Xi has vowed to fight “armies of corruption”.
Ang Vong Vathana has been the Minister of Justice of
Cambodia since 2004. In 2007 Vathana became one of five shareholders of
the British Virgin Islands company RCD International Limited. The ICIJ
said the purpose of the company was not clear from the documents
obtained, but questioned why Mossack Fonseca did not list him as a
“politically exposed person”, even though he listed his occupation as
“Minister of Justice” on official forms.
The records show that the family of Azerbaijan President Ilham Aliyev used foundations and companies in Panama to hold secret stakes in gold mines and London real estate.
Latin America
Argentina’s recently elected president, Mauricio Macri,
his father Francisco and brother Mariano were directors of Fleg Trading
Ltd, incorporated in the Bahamas in 1998 and dissolved in January 2009.
As mayor of Buenos Aires in 2007 and 2008, Macri failed to disclose his
connection to Fleg Trading.

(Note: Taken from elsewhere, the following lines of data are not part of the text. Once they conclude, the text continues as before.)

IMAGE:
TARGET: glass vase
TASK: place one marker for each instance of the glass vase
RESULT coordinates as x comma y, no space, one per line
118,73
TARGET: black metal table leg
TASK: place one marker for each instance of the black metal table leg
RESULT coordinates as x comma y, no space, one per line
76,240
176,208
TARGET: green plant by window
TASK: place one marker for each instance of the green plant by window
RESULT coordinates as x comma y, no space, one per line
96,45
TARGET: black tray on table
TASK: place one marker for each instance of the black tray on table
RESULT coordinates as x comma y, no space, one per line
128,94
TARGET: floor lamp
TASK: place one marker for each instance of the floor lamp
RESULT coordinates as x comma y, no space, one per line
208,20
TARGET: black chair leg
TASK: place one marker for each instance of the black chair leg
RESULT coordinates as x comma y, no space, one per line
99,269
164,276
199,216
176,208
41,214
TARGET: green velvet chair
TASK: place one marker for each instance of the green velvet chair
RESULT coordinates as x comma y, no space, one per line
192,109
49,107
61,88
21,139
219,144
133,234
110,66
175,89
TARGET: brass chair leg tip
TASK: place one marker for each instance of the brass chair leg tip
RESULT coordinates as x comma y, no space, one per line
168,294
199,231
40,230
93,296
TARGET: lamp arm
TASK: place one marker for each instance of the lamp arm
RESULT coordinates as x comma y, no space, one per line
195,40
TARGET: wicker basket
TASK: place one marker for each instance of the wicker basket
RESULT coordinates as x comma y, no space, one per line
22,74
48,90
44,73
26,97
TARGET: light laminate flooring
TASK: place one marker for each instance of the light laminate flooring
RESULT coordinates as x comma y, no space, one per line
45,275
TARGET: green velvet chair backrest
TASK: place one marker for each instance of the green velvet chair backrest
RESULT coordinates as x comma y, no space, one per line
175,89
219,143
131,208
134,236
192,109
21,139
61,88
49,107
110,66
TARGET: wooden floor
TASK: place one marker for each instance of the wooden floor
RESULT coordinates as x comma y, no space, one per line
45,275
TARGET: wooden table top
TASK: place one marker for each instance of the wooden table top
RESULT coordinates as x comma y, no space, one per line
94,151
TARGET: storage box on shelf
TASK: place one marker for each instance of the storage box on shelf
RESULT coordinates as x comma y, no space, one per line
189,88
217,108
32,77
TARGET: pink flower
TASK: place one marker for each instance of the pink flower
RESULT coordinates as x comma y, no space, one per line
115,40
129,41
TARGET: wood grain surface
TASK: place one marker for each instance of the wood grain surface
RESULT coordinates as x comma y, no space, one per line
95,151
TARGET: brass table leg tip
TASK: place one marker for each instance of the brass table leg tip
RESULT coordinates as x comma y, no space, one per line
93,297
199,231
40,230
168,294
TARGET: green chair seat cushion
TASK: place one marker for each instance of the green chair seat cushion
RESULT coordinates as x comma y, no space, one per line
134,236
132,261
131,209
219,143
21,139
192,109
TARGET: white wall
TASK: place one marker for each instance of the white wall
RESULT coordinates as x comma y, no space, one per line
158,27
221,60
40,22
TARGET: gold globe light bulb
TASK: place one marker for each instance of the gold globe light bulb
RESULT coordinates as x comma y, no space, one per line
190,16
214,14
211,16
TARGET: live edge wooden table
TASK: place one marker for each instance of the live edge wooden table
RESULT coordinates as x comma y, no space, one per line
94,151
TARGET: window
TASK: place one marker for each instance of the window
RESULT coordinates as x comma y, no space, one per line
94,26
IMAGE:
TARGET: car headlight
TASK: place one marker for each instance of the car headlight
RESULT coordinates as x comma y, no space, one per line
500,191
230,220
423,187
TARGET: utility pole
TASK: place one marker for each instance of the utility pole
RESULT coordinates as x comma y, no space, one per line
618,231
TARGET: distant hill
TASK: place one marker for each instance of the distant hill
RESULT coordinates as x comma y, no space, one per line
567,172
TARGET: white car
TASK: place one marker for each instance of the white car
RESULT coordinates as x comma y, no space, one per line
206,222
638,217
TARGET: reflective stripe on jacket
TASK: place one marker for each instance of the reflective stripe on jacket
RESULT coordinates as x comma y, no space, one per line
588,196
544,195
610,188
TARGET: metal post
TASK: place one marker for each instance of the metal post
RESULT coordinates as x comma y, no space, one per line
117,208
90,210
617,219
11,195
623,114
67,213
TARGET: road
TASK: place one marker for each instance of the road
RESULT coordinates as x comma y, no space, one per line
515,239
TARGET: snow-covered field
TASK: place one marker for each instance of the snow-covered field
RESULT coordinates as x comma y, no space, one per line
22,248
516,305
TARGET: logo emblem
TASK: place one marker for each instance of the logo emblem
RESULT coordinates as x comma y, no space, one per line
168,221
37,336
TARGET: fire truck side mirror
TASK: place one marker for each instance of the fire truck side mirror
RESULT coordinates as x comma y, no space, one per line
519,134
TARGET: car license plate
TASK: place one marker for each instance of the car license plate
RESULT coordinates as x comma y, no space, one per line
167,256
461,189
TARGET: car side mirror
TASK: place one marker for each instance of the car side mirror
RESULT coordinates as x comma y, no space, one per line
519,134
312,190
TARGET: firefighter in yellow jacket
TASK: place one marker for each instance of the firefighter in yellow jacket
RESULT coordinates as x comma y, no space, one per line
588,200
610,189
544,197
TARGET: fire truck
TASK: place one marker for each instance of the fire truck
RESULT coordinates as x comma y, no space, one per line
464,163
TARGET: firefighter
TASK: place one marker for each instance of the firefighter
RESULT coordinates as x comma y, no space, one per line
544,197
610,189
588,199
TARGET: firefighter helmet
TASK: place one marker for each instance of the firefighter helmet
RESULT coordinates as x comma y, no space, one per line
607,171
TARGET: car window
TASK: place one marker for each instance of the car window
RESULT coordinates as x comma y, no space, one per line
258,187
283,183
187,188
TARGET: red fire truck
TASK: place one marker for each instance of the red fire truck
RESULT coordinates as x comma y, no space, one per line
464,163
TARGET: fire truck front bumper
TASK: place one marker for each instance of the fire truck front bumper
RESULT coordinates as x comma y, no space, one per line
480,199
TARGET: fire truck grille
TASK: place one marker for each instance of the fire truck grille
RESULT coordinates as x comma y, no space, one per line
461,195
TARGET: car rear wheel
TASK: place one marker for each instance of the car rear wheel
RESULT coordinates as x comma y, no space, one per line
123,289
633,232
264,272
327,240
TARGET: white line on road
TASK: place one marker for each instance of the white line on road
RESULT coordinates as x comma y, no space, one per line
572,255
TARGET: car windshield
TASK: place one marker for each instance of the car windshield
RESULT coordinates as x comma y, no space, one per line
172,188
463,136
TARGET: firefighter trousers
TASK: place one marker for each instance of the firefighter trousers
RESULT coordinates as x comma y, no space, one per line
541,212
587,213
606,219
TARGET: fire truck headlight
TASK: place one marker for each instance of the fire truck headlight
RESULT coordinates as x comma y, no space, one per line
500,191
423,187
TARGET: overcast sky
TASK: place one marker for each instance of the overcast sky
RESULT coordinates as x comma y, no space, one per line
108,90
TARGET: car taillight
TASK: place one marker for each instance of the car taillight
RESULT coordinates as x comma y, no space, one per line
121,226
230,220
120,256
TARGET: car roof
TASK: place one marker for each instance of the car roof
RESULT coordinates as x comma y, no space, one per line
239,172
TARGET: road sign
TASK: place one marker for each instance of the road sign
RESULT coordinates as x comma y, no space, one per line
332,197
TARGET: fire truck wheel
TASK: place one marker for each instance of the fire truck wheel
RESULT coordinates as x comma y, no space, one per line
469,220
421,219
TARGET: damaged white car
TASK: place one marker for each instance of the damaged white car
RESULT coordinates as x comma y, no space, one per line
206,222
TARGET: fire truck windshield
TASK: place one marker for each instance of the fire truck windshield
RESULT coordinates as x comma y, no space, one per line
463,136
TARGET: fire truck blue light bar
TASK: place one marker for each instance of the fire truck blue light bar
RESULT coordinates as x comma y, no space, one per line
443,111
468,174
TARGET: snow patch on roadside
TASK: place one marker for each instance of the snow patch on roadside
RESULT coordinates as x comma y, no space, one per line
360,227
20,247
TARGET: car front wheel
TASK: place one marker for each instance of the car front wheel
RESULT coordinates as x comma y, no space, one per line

He narrowly won presidential elections last
year, promising to liberalise the economy and eliminate corruption.
Mossack Fonseca helped Juan Armando Hinojosa, who has been called Mexican President Enrique Peña Nieto's "favourite contractor”, to create three New Zealand-based trusts to take over accounts worth approximately $100 million.
Hinojosa’s business empire has secured at least $750 million in business with Mexican government agencies.
Africa
Clive Khulubuse Zuma, the nephew of South African president Jacob Zuma,
represented Caprikat Limited, one of two offshore companies that
controversially acquired oil fields in the Democratic Republic of Congo.
Alaa Mubarak -- the eldest son of ousted former Egyptian President Hosni Mubarak --
owned the British Virgin Islands-based firm Pan World Investments Inc.,
managed by Credit Suisse. Alaa, his brother Gamal, and his father were
sentenced in May 2015 to three years in jail for embezzling millions of
dollars in state funds intended for the renovation of palaces.
Mounir Majidi has been the personal secretary to the King Mohammed VI
of Morocco since 2000. In 2006, Majidi received power of attorney
privileges for SMCD Limited, which was incorporated in the British
Virgin Islands in 2005.
The offshore company has authorised the purchase of a luxury 1930s
schooner “Aquarius W”, renamed “El Boughaz I” and now owned by King
Mohammed VI. Majidi was also administrator of a Luxembourg company
called Immobiliere Orion S.A., which borrowed $42 million in 2003 to buy
and renovate a luxury Paris apartment. It is unclear who owned the
company that lent the money, ICIJ said.